Qigong

Das Bewahren des Einen

Der Ausdruck Bewahren des Einen stammt aus dem 10. Kapitel des Laozi. Dort heißt es:

Kannst du die Körper-Seele nähren und das Eine bewahren, ohne dass sie sich trennen?
Kannst du den Atem konzentrieren und ihn weich werden lassen, wie den eines Neugeborenen?
Kannst du den dunklen Spiegel klären, so dass alle Flecken verschwinden.
Kannst du durch Nicht-Wissen das Land lieben und die Leute regieren?
Kannst du das Tor des Himmels öffnen und schließen und wie ein Weibchen sein?
Kannst du durch Nicht-Wissen das klare Licht die vier Richtungen erfüllen lassen?
Gebäre es und nähre es,
gebäre es, aber suche es nicht zu besitzen,
fördere es, aber beherrsche es nicht.
Das nennt man die dunkle Tugend.

Laozi spricht hier eine für uns ungewohnte Art des Lernens an, ein Lernen, das nicht auf die Vermehrung von Wissen zielt. Es hat vielmehr mit dem Körper zu tun und dessen Verbindung zur Natur und ihren Kräften. Der Daoismus meint: „Wir sind nur durch den Körper in der Wirklichkeit gegründet.“ Doch so zuhause sind wir meist in unseren Gedanken, Vorstellungen und Gefühlen, das wir den Körper vergessen, und die Notwendigkeit, ihn zu nähren, die Ordnung seiner Energien zu schützen und die Einheit zwischen Innen und Außen wiederherzustellen.

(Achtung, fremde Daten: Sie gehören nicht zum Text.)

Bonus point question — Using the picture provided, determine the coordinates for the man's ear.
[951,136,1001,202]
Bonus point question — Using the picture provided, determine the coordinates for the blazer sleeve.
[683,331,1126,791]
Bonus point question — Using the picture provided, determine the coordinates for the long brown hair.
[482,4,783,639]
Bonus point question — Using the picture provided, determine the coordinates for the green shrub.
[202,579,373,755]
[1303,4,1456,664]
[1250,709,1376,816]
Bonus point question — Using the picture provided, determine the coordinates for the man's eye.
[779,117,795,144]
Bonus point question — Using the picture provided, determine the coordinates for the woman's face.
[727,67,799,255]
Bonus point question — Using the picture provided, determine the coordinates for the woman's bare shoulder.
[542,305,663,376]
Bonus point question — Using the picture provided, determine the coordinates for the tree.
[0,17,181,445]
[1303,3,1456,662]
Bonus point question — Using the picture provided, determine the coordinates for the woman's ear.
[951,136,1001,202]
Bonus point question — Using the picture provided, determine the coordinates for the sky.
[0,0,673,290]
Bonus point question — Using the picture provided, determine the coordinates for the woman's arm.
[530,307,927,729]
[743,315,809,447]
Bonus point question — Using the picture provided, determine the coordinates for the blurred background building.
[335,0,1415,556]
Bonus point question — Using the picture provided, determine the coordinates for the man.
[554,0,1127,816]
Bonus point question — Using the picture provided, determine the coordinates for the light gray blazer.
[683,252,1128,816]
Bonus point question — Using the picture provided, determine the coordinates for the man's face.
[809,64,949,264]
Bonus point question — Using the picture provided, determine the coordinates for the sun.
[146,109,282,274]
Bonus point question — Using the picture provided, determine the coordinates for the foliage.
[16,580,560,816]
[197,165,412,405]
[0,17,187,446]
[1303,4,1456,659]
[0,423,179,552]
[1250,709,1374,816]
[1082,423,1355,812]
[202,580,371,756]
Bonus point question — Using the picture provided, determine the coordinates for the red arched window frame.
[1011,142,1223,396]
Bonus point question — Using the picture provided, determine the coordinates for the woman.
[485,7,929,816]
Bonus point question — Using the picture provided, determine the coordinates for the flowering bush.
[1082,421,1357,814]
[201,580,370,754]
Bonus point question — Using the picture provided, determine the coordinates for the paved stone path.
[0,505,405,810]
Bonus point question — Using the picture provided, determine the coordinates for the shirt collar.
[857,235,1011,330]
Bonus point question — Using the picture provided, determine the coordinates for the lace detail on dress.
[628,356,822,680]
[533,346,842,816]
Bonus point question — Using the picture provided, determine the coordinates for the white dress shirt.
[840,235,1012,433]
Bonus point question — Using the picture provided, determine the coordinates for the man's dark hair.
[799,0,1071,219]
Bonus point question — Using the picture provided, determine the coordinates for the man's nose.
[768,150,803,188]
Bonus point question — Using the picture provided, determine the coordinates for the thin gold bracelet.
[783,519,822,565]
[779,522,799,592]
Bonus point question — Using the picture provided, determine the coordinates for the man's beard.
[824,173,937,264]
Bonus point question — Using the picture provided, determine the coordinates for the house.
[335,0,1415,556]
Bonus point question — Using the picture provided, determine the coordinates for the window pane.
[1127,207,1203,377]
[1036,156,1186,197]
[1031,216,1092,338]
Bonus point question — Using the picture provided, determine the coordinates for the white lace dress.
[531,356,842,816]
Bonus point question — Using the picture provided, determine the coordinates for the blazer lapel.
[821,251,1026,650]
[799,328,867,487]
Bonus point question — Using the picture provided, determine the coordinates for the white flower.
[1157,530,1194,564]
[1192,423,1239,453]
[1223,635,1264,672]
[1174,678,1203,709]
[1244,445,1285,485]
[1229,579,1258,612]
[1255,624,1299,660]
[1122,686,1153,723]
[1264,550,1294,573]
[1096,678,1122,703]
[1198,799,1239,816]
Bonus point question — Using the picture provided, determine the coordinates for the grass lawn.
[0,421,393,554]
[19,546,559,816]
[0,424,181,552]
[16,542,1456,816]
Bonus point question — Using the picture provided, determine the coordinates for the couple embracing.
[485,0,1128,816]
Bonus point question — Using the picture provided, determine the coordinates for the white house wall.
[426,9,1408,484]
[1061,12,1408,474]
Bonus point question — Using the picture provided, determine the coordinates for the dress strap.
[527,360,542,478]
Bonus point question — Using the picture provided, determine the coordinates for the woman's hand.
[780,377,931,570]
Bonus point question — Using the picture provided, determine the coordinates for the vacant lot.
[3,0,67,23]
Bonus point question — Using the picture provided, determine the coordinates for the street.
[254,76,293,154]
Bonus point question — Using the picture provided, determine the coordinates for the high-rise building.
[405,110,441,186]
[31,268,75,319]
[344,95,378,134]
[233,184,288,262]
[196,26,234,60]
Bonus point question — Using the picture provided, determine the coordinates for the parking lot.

Wir haben ja hauptsächlich eine Vorstellung vom Lernen als geistigem Verarbeiten von Inhalten. Der Daoismus nun behauptet, dass diese Art des Lernens für unseren Körper und generell für unser Leben nicht nur keine Hilfe ist, sondern meist das Problem darstellt: Der Geist kann den Körper nicht wirklicher machen, ganz im Gegenteil, er kann ihn zum Zusammenbruch bringen.

Der Körper ist eine Einheit, die sich autonom entfaltet. Das Bewusstsein kann dieser Einheit nichts hinzufügen, es kann das Leben nicht lebendiger machen. Es kann jedoch den Körper und seine Prozesse stören, nicht nur durch unangebrachte Versuche der Beeinflussung und Kontrolle, sondern oft auch unbemerkt durch Gedankenmuster, Einstellungen, Ideologien, die ebenfalls sein natürliches Funktionieren durcheinanderbringen. Darum wird im Qigong betont, wie wichtig und notwendig es ist, den inneren Dialog zu verlangsamen, Ehrgeiz und Bemühung aufzugeben, weniger wissen zu wollen, ruhig zu werden und auf den Körper zu vertrauen…

Im Qigong bedeutet Lernen das Gegenteil dessen, was wir normalerweise darunter verstehen: Es geht nicht um das Beherrschen von Übungen, das Unterscheiden von Richtig und Falsch oder um Fortschritte im theoretischen Verständnis. Lernen bedeutet in erster Linie, in den Körper zu kommen, im Körper zu sein und über das Qi dessen Lebendigkeit und die Rückbindung zum schöpferischen Urgrund (zum ursprünglichen Qi) zu erfahren.

Laozi formuliert dies sehr klar:

Zu lernen bedeutet, täglich hinzuzufügen. Das Dao zu praktizieren, heißt täglich zu vermindern. Vermindern und weiter vermindern, bis man beim Nicht-Tun anlangt. Durch Nicht-Tun bleibt nichts ungetan.

Qigong zu üben stellt einen langsamen Prozess dar, der wie beim Erlernen eines Instruments Geduld braucht und Disziplin (entsprechend obigem „Vermindern“), bis sich Mühelosigkeit und Spontaneität (das „Nicht-Tun“) einstellen. Und es braucht das Vertrauen, dass die Verbindung des eigenen Lebens mit dem „großen Leben“ der Natur möglich ist, dass das Leben durch Rückbindung an das ursprüngliche Qi erneuert werden kann.

Zu oft reduziert sich das Leben auf Gewohnheiten und wird auf einschränkende Art und Weise gelebt. Manche dieser Einschränkungen zu verlernen und wieder einmal den Horizont sehen zu können, die Weite des Lebens und neue Möglichkeiten, üben wir Qigong.